監視人の恋

 薄っぺらな板で仕切られた狭く薄暗いブースのなか、今日も単調な仕事が始まる。

 眼前に据えられるのは小型六インチ液晶ディスプレイ。そこに映るのは、ウッド・スタイルで統一された、洒脱な内装の喫茶店である。

 カウンター七席にテーブル八席。何処にでもあるような、たいして流行らない小さな店。真鍮製の巨大なエスプレッソ・マシンのすぐ傍で、好青年ふうのマスターが所在なさげにあくびをしている。高精細カメラが、マスターの形のよい目もとに浮かぶ、僅かな涙さえ映しだす。

 今日も店に変わりなし――読みかけの文庫本を広げ、ぼくは黒縁眼鏡を指でずり上げた。

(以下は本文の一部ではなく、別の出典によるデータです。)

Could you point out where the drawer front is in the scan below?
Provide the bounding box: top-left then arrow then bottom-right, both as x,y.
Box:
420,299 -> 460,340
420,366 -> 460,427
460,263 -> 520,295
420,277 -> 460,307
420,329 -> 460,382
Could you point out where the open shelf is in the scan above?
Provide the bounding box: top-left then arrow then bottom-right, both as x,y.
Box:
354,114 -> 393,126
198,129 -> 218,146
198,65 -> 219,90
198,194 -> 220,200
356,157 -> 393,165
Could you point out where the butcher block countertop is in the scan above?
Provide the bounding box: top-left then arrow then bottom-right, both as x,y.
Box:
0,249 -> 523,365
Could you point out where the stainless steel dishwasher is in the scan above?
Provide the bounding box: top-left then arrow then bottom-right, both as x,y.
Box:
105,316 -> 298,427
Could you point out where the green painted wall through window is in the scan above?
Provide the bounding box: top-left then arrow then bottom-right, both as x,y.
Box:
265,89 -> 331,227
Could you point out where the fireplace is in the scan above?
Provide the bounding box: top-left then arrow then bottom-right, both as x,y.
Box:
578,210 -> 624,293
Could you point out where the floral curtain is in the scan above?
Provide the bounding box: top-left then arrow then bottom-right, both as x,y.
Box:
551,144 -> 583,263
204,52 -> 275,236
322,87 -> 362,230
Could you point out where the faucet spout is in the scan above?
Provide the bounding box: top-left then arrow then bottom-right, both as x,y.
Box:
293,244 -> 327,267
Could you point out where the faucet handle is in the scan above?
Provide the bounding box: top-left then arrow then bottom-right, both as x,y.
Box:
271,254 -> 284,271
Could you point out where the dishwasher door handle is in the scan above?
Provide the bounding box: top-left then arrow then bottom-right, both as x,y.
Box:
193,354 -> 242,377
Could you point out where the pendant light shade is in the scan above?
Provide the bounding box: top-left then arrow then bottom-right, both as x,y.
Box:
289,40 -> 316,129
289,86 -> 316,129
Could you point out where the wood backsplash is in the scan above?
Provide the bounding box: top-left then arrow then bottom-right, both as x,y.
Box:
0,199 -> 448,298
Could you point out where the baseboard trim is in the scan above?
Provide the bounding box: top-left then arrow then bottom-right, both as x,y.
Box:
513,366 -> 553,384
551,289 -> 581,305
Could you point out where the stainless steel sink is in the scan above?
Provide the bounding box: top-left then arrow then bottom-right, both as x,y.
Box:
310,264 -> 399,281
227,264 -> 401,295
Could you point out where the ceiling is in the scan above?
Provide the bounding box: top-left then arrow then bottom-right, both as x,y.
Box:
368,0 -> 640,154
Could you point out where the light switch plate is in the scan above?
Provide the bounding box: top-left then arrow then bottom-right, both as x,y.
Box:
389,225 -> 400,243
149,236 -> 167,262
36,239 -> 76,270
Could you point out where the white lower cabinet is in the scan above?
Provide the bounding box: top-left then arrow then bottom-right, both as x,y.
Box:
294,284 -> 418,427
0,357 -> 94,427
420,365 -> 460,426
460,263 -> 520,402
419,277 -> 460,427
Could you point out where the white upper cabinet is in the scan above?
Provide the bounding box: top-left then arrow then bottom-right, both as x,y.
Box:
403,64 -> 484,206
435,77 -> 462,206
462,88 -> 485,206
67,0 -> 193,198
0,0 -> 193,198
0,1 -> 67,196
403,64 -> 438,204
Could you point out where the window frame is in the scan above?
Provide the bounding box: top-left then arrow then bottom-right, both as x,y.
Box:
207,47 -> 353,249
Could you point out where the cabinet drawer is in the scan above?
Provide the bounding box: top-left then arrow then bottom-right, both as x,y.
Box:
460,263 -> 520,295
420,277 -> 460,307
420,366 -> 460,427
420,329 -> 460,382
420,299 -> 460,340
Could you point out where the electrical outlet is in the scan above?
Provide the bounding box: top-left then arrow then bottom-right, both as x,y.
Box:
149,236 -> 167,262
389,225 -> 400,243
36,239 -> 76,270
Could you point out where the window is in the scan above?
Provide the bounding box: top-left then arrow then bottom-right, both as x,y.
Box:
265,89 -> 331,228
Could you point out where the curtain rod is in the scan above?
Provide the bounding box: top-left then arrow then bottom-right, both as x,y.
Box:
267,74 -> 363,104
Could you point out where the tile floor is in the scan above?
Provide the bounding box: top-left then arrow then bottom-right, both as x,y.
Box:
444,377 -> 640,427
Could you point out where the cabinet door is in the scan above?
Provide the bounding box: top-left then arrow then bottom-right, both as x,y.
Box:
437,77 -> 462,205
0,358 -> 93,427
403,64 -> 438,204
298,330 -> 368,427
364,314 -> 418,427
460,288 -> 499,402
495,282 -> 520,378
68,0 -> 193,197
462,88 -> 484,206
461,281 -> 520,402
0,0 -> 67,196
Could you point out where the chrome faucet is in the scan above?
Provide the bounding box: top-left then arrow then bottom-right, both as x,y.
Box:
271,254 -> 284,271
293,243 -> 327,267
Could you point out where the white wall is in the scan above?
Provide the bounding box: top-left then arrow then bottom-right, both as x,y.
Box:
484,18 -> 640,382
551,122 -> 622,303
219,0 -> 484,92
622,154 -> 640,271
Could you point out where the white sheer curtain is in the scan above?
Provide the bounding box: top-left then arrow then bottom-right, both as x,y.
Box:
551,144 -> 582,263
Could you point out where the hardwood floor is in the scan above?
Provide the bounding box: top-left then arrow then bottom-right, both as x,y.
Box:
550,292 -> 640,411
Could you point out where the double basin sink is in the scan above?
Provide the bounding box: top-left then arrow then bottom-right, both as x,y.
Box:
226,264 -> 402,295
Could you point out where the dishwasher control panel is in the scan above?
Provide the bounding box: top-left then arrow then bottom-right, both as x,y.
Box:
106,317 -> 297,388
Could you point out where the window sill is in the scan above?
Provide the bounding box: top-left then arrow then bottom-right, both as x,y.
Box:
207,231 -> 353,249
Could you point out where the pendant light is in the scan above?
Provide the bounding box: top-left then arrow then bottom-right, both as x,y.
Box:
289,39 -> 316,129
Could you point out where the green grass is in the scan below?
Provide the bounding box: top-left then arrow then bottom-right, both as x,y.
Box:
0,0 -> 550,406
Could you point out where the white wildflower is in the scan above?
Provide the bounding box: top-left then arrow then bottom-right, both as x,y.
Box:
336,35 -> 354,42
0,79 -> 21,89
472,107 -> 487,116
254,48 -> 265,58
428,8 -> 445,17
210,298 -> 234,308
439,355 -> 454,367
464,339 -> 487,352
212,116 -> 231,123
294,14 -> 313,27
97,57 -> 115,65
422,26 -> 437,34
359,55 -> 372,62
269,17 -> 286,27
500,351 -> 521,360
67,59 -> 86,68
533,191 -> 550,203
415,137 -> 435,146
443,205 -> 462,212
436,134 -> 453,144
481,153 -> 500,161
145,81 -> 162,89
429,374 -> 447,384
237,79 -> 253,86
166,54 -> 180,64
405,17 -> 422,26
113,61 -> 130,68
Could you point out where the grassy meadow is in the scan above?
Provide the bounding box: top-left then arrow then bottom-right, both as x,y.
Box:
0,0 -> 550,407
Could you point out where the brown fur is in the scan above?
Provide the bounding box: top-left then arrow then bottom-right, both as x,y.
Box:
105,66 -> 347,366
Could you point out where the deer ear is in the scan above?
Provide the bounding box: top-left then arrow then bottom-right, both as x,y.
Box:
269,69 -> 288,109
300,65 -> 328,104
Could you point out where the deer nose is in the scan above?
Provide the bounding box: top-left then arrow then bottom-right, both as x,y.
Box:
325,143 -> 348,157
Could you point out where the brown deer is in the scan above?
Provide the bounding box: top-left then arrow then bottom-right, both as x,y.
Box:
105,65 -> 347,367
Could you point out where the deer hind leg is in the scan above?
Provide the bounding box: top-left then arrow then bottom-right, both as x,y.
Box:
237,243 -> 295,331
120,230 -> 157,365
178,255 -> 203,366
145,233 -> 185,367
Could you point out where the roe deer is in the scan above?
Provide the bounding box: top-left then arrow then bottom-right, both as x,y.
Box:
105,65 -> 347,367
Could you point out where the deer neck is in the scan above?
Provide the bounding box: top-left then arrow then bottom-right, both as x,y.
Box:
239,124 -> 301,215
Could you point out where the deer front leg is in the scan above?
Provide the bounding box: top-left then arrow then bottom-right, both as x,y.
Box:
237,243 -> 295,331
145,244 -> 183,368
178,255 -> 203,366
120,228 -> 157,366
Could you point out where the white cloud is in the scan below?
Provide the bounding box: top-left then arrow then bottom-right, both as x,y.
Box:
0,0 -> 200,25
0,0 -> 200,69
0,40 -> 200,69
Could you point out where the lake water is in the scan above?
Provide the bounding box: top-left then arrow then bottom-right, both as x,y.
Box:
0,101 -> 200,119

 世は空前の監視社会である。教室、病院、電車内、繁華街から住宅街、公共住宅その全室、果ては公衆トイレの個室にいたるまで、街じゅう隈なく防犯カメラで埋め尽くされている。それら膨大な映像データはネット回線を通じ〈監視センター〉に送信され、総勢数十万ともいわれるぼくら〈監視人〉によってぬからずチェックされるのだ。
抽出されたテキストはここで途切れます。